Concrete tool for assembling agents into a dynamic LLM-routed team where a model selects the next speaker based on conversation context, provided by Microsoft AutoGen.

Description

SelectorGroupChat is an orchestration class that uses an LLM to decide which agent speaks next at each turn. It requires at least two participants and a model client dedicated to the selection task (which can be the same or different from the agents' model clients).

During each turn, the selector manager:

  1. Optionally narrows the candidate list using candidate_func.
  2. Optionally delegates entirely to selector_func for programmatic selection.
  3. Otherwise, formats the selector_prompt with participant role descriptions and conversation history, sends it to the selector model_client, and parses the response to identify the next speaker.
  4. If the LLM returns an invalid name, retries up to max_selector_attempts times.
  5. If allow_repeated_speaker is False, removes the last speaker from the candidate list before selection.

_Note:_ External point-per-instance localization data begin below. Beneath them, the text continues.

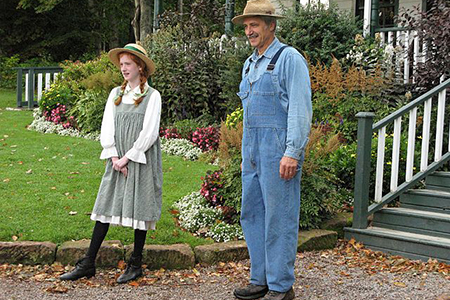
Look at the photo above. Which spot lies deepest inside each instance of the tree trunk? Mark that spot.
(136, 21)
(145, 19)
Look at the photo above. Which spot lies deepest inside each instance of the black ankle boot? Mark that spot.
(133, 270)
(85, 267)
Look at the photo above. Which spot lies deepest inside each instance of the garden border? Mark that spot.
(178, 256)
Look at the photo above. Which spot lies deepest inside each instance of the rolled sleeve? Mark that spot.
(299, 109)
(150, 130)
(107, 130)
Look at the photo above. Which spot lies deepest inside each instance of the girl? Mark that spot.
(130, 191)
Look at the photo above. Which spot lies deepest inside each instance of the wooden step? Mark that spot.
(411, 245)
(426, 199)
(414, 221)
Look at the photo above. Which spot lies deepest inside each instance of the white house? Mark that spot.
(387, 11)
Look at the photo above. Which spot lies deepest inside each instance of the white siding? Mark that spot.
(350, 4)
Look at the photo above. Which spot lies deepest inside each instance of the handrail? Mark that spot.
(411, 105)
(392, 29)
(366, 129)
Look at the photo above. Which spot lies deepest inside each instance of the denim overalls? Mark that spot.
(270, 204)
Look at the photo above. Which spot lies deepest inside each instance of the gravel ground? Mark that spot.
(338, 274)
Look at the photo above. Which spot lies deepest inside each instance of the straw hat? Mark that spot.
(256, 8)
(135, 49)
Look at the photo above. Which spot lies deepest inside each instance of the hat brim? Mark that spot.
(114, 58)
(238, 20)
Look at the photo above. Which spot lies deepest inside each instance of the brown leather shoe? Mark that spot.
(251, 291)
(273, 295)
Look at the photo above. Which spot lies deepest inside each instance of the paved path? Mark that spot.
(330, 275)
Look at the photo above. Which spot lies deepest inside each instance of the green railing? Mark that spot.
(366, 130)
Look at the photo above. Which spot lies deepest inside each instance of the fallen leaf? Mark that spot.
(399, 284)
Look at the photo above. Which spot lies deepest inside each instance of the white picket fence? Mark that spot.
(401, 41)
(37, 80)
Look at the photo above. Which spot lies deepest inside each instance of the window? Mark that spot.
(388, 12)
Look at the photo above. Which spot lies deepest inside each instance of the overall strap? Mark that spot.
(272, 63)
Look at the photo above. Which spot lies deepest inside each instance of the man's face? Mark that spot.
(259, 34)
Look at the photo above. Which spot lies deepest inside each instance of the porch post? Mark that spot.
(157, 9)
(367, 13)
(229, 14)
(374, 21)
(362, 173)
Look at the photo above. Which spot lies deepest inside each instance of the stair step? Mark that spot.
(414, 221)
(426, 199)
(410, 245)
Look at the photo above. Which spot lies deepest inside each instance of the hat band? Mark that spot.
(134, 49)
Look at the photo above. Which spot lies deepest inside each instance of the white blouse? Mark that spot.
(148, 134)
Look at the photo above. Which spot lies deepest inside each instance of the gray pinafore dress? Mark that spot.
(135, 200)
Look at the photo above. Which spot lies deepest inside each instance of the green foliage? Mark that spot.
(235, 117)
(186, 74)
(195, 77)
(88, 111)
(232, 184)
(84, 89)
(341, 116)
(319, 198)
(57, 94)
(8, 77)
(104, 81)
(320, 32)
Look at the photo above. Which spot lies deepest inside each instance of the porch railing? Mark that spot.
(402, 40)
(37, 79)
(418, 111)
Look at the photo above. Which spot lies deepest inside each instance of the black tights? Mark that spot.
(99, 233)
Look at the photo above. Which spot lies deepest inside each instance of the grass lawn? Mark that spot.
(48, 185)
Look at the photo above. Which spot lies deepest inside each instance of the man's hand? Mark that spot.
(120, 163)
(288, 167)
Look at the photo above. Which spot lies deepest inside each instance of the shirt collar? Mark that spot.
(270, 51)
(137, 89)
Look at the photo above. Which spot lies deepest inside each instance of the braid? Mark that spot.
(122, 89)
(142, 86)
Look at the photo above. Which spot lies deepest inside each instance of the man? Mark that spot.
(276, 96)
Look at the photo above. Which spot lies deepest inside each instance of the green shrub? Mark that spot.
(88, 111)
(8, 76)
(57, 94)
(321, 33)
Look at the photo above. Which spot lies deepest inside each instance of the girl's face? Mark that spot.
(130, 70)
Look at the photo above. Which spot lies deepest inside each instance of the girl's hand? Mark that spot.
(114, 160)
(124, 171)
(118, 165)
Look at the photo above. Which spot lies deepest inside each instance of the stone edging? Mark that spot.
(178, 256)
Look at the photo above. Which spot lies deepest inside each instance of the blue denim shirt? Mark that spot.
(295, 93)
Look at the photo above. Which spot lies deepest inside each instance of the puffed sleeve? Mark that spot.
(150, 130)
(107, 131)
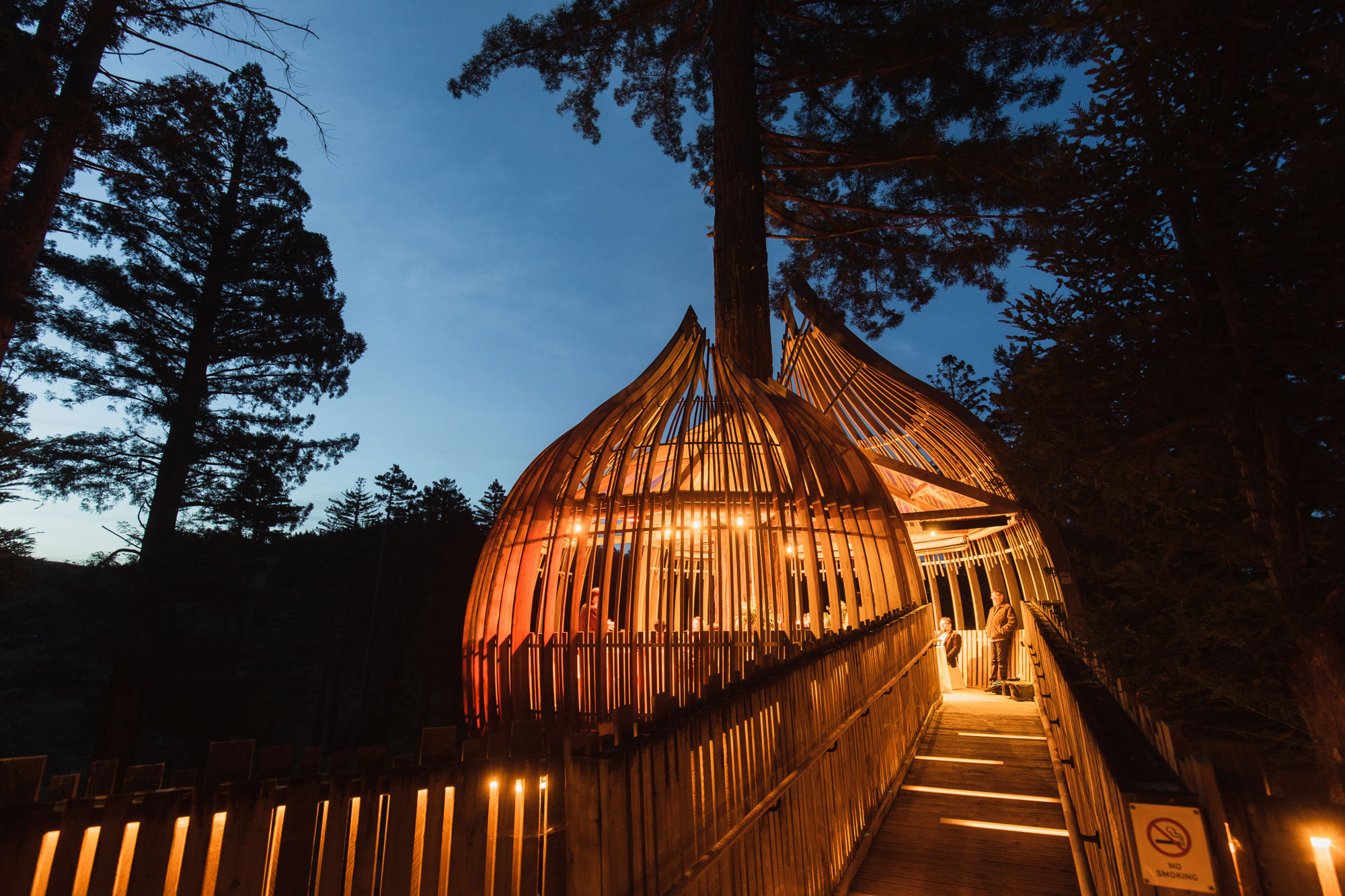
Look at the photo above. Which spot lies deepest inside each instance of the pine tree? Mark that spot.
(961, 382)
(258, 503)
(1176, 403)
(443, 503)
(397, 491)
(59, 100)
(490, 505)
(874, 138)
(354, 510)
(215, 321)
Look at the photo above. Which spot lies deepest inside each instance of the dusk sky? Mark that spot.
(508, 275)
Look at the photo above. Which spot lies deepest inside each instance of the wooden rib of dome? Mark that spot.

The class validates at initialization that at least two participants are provided. The selector prompt uses three template variables: {roles} (formatted name-description pairs), {participants} (list of names), and {history} (conversation transcript).

Usage

Import SelectorGroupChat from autogen_agentchat.teams. Instantiate with a list of agent participants, a model client for selection, and optionally customize the selector prompt, allow/disallow repeated speakers, or provide custom selector/candidate functions. Then call run() or run_stream().

Code Reference

Source Location

  • Repository: Microsoft AutoGen
  • File: python/packages/autogen-agentchat/src/autogen_agentchat/teams/_group_chat/_selector_group_chat.py (lines 597-646)

Signature

class SelectorGroupChat:
    def __init__(
        self,
        participants: List[ChatAgent | Team],
        model_client: ChatCompletionClient,
        *,
        name: str | None = None,
        description: str | None = None,
        termination_condition: TerminationCondition | None = None,
        max_turns: int | None = None,
        runtime: AgentRuntime | None = None,
        selector_prompt: str = """You are in a role play game. The following roles are available:
{roles}.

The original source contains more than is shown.